全国に寺院を建設しよう

 

 不思議なことで、上野駅を出ますれば、この高崎を通って、軽井沢、新潟、富山、金沢と行く汽車があるということです。金沢には、寺があるが、その途中はなかったのが、高崎にでき、軽井沢にでき、今後、あと、大宮と新潟と富山に作れば、ずーっと一本の線ができてしまう。どんどん、作ろうではないか。

 その次は、東海道線。それから、常磐線、あれをみんなやっちゃおう。ウソだと思うのか。ウソなんかつかない。

 

 それで、寺ができた以上には、今後はわたくしのいうことを忘れずにいてほしいのは、信心を基調にして、折伏することと、お寺をだいじにすることと、御本山へつくすことはあたりまえのことなんだからね。それが、自慢のようになっては、もう、信者としては資格がない。

 いいか、もう一度いいます。折伏することと、お寺へつくすことと、御本山へのご奉公は、あたりまえのことなのです。それをしたからって、なにも偉いのではないのです。で、ここに寺が建った以上には、この寺をだいじにしてもらいたい。

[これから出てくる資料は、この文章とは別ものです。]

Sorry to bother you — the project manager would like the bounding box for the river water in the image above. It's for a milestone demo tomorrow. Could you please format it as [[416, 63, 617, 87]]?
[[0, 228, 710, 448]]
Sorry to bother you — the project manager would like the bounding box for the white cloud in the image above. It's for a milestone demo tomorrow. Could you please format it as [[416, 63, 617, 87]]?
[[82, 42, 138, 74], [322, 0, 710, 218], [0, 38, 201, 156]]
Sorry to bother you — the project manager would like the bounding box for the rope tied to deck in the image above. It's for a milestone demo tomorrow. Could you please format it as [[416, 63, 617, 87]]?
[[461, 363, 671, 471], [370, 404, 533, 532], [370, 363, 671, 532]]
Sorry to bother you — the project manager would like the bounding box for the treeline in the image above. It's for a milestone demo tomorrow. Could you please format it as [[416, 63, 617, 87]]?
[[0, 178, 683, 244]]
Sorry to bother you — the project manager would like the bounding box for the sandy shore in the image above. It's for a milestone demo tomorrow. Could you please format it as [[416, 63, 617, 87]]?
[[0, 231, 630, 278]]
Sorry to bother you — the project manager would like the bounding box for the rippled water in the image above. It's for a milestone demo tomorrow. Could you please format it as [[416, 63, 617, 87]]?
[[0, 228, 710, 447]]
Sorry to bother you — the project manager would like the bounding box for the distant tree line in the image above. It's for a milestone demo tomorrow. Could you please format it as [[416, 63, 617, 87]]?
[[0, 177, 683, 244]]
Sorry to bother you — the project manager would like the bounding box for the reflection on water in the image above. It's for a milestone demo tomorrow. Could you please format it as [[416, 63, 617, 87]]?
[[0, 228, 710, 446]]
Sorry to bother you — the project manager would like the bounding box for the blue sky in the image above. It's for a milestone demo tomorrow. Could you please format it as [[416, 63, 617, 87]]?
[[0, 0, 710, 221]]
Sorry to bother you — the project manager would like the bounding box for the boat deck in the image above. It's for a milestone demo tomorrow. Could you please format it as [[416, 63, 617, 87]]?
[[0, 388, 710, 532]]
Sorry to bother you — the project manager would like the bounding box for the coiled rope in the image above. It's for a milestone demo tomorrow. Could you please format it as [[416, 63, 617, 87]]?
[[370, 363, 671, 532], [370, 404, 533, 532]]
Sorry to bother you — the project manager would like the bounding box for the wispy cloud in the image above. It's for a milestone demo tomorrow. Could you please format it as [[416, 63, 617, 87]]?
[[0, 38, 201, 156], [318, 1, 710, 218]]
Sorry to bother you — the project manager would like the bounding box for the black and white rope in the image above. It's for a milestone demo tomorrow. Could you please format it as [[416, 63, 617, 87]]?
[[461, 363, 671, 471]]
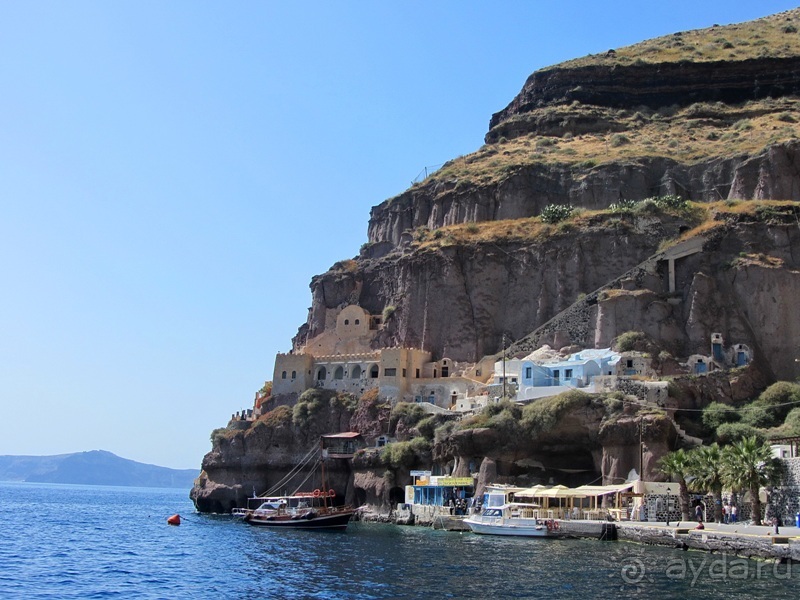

 坊さんが、メシを食えんなどということのないように、ちゃーんとしなさい。それで、お正月あたりには、御本尊様へのご奉公として、餅のひときれやふたきれは持ってきて、御本尊様の前に供えるようなことを忘れてはいけません。

 

 ただし、御住職をいばらしてはなりません。お世話をもうしあげ、お寺のご奉公はとうぜんであるけれども、むかしから、悪いくせがある。坊さんは、信者を家来か召使いのごとく思う悪いくせがある。断じて、高崎では、そうであってはなりませんよ。弟子檀那と申しまして、御僧侶方が将校でありますれば、われわれは兵隊であります。

 しかし、折伏戦という大闘争になったときに、将校が動かないからといって、兵隊がだまってみているワケにはゆきません。将校をのりこえて、闘争しなければならないのです。

 この点を、はらによくいれていただきたい。

 

 北海道へことしの八月まいりましたときに、旭川に二つの寺がある。オンボロサンボロになっちゃっている。

寺を建てたときの、じつにごりっぱなご信者方が亡くなって、二代目になったら寺が持ちきれないというような状態でした。札幌もしかり。それであっては、あいなりません。

 

 あなた方の信心を、子々孫々までうえて、そうして、この寺が、永久に日蓮正宗の寺として栄えてゆくように、みんなで心がけてください。以上、これをもって、わたくしの祝辞にかえる。